Other considerations for designing customer surveys
When designing customer feedback questions, it isn’t just important to combine closed-ended with open-ended questions.
Any customer survey or interview should be aligned with a clear business or research objective. This means that before crafting your customer feedback questions you should ask yourself what you are trying to learn about and how you plan on using the insights you generate. It’s important to consider who else in your business might be interested in learning from this feedback and to involve them in the process before launching a survey or series of interviews. The reason for this is quite simple: You can’t force insights out of data. If you take time to understand everyone’s research needs up front you can ask questions that are most likely to generate the answers you are looking for.

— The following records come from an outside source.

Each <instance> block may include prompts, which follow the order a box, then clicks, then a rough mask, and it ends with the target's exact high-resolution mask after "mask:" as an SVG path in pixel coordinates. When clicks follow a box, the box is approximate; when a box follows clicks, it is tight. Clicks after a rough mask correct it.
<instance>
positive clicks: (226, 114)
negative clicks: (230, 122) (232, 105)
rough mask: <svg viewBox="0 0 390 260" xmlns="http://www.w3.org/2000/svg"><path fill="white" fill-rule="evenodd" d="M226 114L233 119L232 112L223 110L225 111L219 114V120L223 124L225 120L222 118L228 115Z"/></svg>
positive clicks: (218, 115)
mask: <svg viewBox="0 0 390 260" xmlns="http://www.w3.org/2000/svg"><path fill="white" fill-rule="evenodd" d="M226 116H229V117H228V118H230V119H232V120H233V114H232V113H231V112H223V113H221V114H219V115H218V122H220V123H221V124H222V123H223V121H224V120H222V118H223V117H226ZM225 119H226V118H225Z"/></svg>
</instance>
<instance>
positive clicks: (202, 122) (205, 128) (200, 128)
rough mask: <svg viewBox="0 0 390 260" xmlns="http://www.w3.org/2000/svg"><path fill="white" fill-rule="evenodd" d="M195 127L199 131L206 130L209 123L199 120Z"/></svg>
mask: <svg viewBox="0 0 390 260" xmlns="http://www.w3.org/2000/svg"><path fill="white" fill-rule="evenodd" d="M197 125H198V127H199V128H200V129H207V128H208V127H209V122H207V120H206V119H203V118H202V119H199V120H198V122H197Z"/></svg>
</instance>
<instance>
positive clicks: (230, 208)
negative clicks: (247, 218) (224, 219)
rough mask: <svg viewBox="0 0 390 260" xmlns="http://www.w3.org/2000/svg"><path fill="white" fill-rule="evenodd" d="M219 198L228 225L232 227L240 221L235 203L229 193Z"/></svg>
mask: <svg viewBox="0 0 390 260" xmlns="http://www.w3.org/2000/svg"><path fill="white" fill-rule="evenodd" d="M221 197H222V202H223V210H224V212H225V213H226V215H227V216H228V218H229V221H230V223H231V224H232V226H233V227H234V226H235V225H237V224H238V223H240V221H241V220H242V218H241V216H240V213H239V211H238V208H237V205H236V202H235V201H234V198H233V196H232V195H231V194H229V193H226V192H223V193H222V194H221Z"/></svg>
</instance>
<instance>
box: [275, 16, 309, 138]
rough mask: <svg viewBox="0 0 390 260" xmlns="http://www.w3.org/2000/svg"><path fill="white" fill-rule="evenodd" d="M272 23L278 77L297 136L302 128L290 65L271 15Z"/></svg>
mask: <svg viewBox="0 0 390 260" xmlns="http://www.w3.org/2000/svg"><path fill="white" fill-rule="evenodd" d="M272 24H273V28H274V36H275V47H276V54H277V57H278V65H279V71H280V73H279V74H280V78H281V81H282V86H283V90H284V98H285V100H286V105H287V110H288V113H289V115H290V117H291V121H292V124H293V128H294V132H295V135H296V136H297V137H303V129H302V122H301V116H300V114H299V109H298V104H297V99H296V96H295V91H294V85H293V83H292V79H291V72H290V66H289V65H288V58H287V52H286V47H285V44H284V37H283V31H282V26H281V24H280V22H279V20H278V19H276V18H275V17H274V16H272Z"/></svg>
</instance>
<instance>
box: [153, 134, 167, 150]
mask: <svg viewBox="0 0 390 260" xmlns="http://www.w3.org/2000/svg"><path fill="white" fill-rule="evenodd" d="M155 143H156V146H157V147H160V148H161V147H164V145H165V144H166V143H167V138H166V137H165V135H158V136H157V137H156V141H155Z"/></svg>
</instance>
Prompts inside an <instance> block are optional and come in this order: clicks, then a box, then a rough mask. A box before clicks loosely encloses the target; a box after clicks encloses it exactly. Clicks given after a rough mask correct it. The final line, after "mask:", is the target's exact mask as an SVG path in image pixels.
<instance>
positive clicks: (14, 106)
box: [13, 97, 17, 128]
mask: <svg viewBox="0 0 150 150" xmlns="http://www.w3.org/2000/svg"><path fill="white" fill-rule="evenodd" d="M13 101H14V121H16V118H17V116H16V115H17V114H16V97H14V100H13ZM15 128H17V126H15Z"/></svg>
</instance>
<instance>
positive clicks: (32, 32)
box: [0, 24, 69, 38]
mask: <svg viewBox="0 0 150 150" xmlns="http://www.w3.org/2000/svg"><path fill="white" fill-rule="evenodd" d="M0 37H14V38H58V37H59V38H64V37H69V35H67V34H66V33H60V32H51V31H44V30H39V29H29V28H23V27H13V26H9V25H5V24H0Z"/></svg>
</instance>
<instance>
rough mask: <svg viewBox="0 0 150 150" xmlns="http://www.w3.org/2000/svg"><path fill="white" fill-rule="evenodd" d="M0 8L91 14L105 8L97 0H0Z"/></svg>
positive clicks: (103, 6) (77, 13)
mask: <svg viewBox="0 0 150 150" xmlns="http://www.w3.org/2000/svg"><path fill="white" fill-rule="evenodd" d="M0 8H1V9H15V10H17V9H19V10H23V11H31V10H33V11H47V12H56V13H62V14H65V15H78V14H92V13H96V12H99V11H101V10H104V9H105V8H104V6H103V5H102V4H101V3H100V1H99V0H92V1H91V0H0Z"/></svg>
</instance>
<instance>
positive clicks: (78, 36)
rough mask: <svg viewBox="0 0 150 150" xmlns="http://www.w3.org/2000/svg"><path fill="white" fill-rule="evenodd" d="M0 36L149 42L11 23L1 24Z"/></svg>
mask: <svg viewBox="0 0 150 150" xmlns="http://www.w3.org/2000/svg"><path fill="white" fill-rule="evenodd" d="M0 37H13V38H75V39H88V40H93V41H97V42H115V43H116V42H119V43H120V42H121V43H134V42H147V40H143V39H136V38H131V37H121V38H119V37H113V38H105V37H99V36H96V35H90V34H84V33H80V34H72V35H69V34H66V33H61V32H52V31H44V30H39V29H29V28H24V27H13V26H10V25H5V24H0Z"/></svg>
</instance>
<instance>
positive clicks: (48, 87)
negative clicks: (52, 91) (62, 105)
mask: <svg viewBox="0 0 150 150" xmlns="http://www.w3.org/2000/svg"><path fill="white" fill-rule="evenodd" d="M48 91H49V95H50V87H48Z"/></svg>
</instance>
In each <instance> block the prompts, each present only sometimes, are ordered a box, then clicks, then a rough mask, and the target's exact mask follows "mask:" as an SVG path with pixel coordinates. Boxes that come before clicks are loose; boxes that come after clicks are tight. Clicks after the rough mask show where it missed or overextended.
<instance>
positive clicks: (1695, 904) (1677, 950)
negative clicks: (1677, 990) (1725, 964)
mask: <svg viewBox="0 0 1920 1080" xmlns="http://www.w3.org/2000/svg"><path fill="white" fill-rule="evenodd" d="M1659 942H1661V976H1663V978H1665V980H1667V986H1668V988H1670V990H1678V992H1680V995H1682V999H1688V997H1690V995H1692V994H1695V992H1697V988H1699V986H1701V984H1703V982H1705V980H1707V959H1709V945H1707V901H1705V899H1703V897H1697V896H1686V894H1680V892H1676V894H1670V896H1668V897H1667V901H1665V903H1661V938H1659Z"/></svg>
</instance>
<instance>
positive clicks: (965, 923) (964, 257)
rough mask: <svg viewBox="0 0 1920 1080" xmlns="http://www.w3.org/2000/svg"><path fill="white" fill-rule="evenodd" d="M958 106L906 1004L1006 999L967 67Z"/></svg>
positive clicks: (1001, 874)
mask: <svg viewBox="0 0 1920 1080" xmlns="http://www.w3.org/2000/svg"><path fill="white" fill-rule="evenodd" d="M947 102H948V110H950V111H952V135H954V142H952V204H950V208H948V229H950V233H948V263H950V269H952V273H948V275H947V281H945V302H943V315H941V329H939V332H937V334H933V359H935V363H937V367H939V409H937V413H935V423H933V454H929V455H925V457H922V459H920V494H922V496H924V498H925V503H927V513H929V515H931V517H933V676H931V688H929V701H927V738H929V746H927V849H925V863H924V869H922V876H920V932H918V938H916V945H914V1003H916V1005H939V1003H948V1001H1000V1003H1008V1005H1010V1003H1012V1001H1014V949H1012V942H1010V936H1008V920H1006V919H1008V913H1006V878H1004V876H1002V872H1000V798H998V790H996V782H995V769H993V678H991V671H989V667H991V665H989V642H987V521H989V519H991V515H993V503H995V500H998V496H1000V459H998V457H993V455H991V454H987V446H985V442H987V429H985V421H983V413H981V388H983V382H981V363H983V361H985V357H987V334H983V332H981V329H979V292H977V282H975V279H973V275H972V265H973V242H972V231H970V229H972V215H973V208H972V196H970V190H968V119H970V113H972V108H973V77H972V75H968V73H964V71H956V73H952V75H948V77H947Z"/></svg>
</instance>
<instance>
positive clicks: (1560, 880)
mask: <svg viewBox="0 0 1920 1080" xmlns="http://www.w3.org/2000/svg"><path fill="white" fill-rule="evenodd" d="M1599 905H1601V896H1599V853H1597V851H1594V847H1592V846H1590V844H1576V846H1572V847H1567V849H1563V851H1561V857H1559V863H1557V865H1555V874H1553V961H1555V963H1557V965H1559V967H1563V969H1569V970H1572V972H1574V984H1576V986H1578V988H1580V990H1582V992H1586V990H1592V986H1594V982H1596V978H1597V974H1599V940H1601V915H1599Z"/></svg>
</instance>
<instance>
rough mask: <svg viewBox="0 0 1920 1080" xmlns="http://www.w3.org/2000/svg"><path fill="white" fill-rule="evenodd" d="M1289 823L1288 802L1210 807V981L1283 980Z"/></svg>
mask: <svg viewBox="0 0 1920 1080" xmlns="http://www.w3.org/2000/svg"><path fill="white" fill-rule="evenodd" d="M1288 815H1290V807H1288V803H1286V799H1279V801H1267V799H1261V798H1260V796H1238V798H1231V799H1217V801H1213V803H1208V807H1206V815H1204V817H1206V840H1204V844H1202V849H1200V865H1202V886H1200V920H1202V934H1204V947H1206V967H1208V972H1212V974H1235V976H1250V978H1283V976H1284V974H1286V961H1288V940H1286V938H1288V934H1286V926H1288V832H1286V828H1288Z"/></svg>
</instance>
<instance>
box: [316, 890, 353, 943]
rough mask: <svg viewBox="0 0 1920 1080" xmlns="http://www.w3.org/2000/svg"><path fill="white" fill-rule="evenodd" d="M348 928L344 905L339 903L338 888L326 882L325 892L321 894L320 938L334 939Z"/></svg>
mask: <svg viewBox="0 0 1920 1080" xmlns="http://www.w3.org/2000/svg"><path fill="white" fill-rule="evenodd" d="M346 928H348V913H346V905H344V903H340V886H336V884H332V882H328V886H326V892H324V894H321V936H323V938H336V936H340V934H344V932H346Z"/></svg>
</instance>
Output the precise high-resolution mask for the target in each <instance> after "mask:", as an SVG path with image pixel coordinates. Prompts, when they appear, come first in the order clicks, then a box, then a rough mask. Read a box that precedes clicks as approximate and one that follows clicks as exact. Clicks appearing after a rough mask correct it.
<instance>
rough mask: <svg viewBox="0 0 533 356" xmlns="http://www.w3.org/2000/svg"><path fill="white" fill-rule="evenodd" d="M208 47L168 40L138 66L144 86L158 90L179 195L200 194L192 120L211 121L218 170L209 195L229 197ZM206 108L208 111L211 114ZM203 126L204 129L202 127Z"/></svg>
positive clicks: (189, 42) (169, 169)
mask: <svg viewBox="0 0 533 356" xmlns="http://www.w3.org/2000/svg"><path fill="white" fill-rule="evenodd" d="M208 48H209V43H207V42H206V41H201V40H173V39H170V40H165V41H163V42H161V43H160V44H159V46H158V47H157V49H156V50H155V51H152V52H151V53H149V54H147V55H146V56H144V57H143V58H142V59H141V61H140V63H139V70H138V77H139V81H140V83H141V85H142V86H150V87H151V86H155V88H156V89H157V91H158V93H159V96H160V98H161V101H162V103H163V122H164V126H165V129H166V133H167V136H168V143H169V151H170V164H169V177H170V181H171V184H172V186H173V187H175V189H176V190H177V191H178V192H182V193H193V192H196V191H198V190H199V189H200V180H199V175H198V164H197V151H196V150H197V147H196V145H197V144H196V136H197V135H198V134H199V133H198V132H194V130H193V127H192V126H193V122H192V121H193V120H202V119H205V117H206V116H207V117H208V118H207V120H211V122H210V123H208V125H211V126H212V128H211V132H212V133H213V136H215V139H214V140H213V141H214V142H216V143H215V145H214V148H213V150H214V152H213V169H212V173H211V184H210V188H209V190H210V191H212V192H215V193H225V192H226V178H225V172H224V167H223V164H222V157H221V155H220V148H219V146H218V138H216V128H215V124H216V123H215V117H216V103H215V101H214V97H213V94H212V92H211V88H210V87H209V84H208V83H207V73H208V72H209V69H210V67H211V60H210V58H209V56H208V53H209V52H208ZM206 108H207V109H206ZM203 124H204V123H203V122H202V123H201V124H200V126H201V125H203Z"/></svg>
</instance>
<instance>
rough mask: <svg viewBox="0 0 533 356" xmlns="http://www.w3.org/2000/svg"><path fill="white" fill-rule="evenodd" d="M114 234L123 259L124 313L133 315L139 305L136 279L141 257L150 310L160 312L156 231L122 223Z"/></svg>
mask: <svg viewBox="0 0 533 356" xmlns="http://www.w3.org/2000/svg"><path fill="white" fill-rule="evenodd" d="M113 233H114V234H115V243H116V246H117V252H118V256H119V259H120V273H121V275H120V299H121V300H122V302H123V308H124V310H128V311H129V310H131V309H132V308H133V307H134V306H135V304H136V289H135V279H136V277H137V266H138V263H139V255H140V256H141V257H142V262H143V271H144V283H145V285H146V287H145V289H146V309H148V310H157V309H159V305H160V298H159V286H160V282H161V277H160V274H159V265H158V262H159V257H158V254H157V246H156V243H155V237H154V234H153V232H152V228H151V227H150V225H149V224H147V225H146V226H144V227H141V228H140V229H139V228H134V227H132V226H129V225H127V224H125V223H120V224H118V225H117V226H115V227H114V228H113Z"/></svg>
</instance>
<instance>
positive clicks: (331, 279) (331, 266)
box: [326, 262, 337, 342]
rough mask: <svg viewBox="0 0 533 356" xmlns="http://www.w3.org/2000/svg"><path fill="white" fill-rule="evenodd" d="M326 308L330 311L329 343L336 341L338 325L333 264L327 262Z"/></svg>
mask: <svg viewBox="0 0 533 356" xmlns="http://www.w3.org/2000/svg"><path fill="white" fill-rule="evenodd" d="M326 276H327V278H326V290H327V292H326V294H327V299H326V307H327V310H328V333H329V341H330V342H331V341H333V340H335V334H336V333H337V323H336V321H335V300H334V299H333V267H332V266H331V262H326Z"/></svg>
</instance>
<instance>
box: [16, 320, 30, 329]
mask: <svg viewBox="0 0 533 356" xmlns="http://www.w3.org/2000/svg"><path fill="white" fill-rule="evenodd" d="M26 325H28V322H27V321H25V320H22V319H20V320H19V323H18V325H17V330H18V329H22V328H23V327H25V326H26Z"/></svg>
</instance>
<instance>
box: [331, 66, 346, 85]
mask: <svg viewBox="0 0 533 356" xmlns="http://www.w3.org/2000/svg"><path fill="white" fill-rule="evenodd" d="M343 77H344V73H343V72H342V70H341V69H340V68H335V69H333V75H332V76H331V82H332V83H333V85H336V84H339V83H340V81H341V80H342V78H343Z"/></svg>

Also, make sure to avoid leading questions that impose pre-determined hypotheses or bias. A leading question might be: “How much did you enjoy your customer service interaction?” – it presumes that the customer enjoyed their experience.
Customer insights analytics for unstructured data
Now that you know how to craft the ideal mix of structured and unstructured customer feedback questions, you’re probably wondering how to best go about analyzing your responses.
Manually reading through open-ended responses and coding topics is not an effective use of time. Plus, manual human analysis runs the danger of injecting hypothesis-driven bias or error into your insights. Customer insights tools present a helpful solution to this dilemma by automating the analysis of unstructured feedback, providing simple, objective, and accurate insights.
Tools like Relative Insight extract meaningful consumer insights from written data sources in minutes instead of hours or days. All you have to do is collect your customer feedback data and upload it to the platform. Our technology does the hard work of efficiently detecting the topics, words, phrases, grammar, and emotions used by an audience as well as how conversations differ across segments or over time. By helping you generate quantitative consumer insights from qualitative data, you can easily incorporate qual data sources into your insights process and confidently report your findings to stakeholders.
Spending less time on the actual data analysis process means that you will have more time to craft a narrative and build action plans off of your insights. Common applications of this type of consumer insights research include adapting marketing communications to reflect the language used by consumers, product development improvements, tweaks to customer service strategy and more.